April 9, 2024 by Addie Hedges

An important part of our work at Vermont River Conservancy is protecting ecosystems so that when a drop of water falls in the Green Mountains, it flows through mossy headwater forests, beaver-filled wetlands, down cool streams, and into communities with broad floodplains while making its way to a clean Lake Champlain, Lake Memphremagog, Connecticut River, or Hudson River. Wetlands are a piece of the puzzle when protecting rivers and their watersheds. This is a sampling of the wetlands we have protected throughout the state. Check out our interactive site map to find more!
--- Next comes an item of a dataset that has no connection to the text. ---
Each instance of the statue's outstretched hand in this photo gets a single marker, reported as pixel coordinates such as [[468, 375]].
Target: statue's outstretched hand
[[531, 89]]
Town of Lincoln and Rood River Corridor Easements

These two river corridor easements are adjacent to each other along the New Haven River. Their combined 13 acres and habitat types, ranging from floodplain forest to beaver wetlands to upland meadows, provide important wildlife habitat and room for the river to move.

Hinsdale River Corridor Easement

Along the Lewis Creek, this wetland parcel is home to a restored clayplain forest and riverside shrubs that help capture and slow water when the river gets high. In addition to providing benefits to the people who get their water from Lake Champlain downstream, it provides important habitat for beavers, fish, and songbirds.
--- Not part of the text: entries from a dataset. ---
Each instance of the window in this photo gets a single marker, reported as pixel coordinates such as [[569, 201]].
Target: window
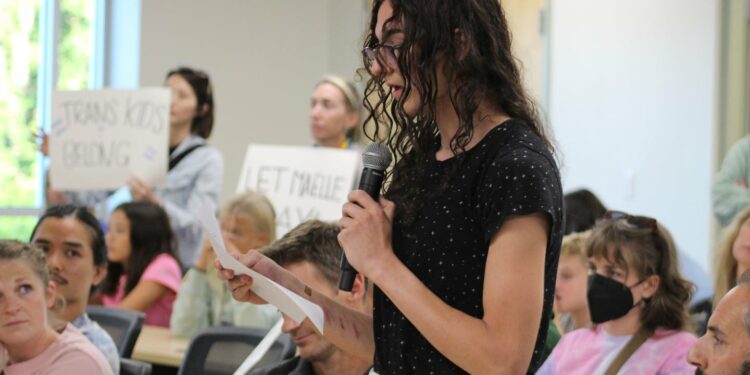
[[31, 66]]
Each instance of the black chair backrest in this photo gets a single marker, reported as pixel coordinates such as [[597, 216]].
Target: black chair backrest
[[133, 367], [221, 350], [123, 325]]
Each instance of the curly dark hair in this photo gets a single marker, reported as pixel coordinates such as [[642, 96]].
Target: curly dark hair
[[471, 41]]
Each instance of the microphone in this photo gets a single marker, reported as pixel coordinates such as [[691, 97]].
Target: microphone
[[375, 160]]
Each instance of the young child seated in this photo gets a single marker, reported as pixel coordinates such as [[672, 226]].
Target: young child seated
[[143, 273], [249, 223], [28, 344], [571, 308], [638, 304]]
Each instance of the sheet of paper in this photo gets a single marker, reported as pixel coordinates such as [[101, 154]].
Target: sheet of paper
[[284, 299]]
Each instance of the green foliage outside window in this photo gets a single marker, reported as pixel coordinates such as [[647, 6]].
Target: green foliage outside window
[[20, 56]]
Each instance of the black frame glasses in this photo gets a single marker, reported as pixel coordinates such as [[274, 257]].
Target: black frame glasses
[[383, 53]]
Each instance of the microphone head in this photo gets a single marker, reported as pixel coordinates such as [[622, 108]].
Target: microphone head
[[376, 156]]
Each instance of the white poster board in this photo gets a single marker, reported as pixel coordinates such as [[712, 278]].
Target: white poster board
[[100, 138], [302, 183]]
Cecilia Johnson Trust River Corridor Easement

We just protected this wetland in Manchester. This former farm was well-loved by its owners and deemed the most beautiful place on Earth by them. This land has flooded repeatedly, and now it is a protected river corridor that will be an effective wetland and protect downstream communities.

Properties Coming Soon

Woodbury Mountain Wilderness Preserve

This headwaters preserve is set to be our largest conservation easement ever. As a “forever wild” preserve owned by Northeast Wilderness Trust, this area, with a large variation in elevation, provides diverse habitat to many species, big and small. With such specific and rare ecosystems, having this large parcel protected will have benefits at multiple levels- from filtering water as it flows downstream to providing breeding habitat for rare species.

Old Oaks Headwaters Preserve

We are working with Green Mountain Conservancy and Vermont Housing and Conservation Board to protect this preserve in Marlboro. Full of beaver wetlands and small headwaters streams, this site includes rare natural communities and improves water quality downstream in the Green River Watershed.